Take sales and marketing, which should share data about everything from customers’ pipeline progress to lifetime value projections. Sales went digital first by a wide margin: Salesforce was founded way back in 1999, one of the first SaaS tools on the market. Almost no marketing technologies debuted for more than a decade afterward, with just 150 on the market by 2011. By then, most sales teams already had their own systems humming along and were woe to change for the sake of another team.
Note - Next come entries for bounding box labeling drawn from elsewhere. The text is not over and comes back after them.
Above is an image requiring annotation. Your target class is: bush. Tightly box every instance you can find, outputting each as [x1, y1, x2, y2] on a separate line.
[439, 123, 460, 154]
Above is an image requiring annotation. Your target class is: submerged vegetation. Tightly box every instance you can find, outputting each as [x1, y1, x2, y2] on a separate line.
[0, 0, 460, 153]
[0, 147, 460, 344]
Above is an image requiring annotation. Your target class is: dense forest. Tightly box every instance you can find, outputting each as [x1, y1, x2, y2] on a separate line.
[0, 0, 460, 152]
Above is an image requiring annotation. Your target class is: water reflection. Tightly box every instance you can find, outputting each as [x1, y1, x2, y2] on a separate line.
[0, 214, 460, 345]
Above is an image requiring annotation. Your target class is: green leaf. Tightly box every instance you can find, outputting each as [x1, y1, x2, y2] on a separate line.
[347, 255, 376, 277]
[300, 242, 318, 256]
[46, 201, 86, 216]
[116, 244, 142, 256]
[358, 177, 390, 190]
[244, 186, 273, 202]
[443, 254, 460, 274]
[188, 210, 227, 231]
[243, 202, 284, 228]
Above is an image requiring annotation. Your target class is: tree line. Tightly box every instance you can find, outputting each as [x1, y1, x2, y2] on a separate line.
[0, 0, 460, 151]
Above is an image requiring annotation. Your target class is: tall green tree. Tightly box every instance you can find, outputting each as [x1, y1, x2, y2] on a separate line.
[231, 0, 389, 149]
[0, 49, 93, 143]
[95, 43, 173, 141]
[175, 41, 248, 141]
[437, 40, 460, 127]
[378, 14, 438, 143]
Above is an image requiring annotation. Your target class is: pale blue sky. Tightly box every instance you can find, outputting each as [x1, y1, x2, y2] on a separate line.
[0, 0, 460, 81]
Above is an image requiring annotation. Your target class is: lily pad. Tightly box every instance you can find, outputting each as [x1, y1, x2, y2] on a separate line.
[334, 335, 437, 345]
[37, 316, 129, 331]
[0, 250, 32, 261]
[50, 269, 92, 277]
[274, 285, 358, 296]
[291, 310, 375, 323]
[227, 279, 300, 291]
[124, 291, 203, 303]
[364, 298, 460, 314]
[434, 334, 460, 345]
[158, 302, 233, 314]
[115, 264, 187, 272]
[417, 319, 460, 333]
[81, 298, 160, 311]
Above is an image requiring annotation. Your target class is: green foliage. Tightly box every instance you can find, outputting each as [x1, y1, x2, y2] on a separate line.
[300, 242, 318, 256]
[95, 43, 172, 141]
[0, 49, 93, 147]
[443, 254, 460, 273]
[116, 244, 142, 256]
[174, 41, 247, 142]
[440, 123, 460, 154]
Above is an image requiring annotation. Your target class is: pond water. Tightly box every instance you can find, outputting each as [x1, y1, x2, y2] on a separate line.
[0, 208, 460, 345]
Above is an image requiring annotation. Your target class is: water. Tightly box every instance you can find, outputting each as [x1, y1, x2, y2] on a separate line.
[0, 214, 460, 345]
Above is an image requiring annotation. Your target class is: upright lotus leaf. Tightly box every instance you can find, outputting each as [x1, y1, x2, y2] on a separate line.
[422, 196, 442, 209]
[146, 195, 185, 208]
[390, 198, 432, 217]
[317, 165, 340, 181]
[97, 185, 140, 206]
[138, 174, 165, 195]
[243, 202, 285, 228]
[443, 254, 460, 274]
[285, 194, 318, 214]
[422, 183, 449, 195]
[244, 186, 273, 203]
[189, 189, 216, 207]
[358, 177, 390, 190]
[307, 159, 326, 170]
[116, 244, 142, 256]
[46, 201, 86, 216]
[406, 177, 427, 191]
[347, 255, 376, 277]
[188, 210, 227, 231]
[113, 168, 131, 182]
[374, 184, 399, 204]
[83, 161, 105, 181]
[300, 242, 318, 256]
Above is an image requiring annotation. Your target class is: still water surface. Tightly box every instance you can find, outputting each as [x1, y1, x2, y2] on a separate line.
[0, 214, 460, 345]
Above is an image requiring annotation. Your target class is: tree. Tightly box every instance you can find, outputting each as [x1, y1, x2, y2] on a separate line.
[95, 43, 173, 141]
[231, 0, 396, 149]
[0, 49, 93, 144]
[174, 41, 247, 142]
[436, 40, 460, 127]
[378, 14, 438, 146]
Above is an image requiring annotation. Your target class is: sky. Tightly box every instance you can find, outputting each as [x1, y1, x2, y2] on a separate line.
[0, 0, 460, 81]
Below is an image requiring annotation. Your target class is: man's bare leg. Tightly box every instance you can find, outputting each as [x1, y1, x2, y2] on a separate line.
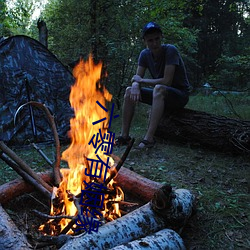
[121, 88, 135, 139]
[139, 85, 167, 148]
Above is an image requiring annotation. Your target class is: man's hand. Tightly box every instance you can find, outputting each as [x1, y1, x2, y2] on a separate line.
[130, 82, 141, 102]
[131, 75, 142, 83]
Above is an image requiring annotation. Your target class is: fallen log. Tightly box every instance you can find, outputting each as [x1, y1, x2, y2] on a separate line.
[0, 153, 51, 199]
[0, 167, 162, 204]
[0, 204, 32, 250]
[111, 228, 186, 250]
[155, 109, 250, 153]
[60, 186, 195, 250]
[114, 167, 162, 203]
[0, 141, 52, 193]
[0, 172, 53, 204]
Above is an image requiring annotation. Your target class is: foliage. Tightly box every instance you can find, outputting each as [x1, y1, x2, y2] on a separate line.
[208, 55, 250, 90]
[186, 0, 250, 87]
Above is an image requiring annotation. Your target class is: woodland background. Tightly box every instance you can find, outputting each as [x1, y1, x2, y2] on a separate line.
[0, 0, 250, 250]
[0, 0, 250, 108]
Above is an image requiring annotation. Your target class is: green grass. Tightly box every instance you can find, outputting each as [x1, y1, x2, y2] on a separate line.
[0, 95, 250, 250]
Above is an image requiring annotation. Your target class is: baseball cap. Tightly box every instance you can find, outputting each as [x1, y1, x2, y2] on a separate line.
[142, 22, 162, 38]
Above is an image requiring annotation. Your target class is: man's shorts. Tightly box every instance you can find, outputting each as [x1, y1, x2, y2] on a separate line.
[140, 86, 189, 111]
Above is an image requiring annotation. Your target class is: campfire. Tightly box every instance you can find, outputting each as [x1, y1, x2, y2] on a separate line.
[0, 56, 195, 250]
[40, 56, 127, 235]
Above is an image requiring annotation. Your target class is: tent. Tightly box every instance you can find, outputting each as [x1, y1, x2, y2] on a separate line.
[0, 35, 74, 144]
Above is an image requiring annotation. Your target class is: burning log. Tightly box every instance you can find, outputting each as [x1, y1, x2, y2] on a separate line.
[61, 186, 195, 250]
[0, 205, 32, 250]
[155, 109, 250, 153]
[0, 167, 162, 204]
[111, 229, 186, 250]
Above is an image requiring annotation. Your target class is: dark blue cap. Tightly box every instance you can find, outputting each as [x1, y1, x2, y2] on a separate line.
[142, 22, 162, 38]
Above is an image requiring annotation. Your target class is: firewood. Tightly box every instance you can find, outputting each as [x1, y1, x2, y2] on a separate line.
[61, 187, 195, 250]
[0, 167, 162, 204]
[0, 153, 51, 199]
[61, 203, 168, 250]
[0, 172, 53, 204]
[111, 228, 186, 250]
[14, 101, 62, 187]
[0, 204, 32, 250]
[114, 167, 162, 203]
[0, 141, 52, 193]
[155, 109, 250, 154]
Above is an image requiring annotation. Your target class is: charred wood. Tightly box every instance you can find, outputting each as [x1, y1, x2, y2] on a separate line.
[15, 101, 62, 187]
[0, 204, 32, 250]
[61, 186, 195, 250]
[0, 172, 53, 204]
[111, 228, 186, 250]
[0, 141, 52, 193]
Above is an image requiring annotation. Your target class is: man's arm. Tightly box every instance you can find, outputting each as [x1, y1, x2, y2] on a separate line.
[132, 65, 175, 86]
[130, 66, 146, 102]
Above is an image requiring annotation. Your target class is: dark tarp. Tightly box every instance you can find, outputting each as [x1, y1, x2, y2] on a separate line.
[0, 36, 74, 144]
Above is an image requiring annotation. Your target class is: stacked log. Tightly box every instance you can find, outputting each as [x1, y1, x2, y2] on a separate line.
[60, 186, 195, 250]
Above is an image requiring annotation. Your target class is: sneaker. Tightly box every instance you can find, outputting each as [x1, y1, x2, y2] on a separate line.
[115, 136, 131, 147]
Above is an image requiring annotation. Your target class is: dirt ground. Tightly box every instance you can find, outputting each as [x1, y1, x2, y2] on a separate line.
[1, 140, 250, 250]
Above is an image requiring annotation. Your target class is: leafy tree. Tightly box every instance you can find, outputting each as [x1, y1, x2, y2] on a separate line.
[0, 0, 10, 36]
[186, 0, 250, 86]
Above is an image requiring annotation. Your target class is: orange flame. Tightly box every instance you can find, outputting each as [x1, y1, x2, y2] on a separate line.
[43, 55, 123, 234]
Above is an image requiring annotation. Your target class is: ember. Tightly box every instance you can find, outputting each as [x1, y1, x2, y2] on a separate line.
[40, 56, 124, 235]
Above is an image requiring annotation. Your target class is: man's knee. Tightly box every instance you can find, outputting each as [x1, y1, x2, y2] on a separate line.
[153, 84, 167, 98]
[124, 87, 131, 98]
Unfortunately, because the marketing technology space is so young, tools tend to have few functions and even less intercompatibility. Given that the average enterprise uses 91 separate marketing technology solutions, just 9 percent of marketers report they’ve managed to construct a fully functional marketing stack — much less hook those 91 tools up to their sales software.
Why Compatibility Counts
The firms behind the ODI see that siloed data and platform compatibility are two challenges that cannot be separated from one another. Equally intertwined are the benefits businesses realize by solving them:
1. Streamline the customer experience.
Although eight in 10 customer experience leaders say their company will soon compete “mostly” or “entirely” on the basis of their company’s CX, just 22 percent of them report they exceed customers’ expectations. But if companies see CX as so central to their business strategy, then why can’t they deliver experiences they know customers want?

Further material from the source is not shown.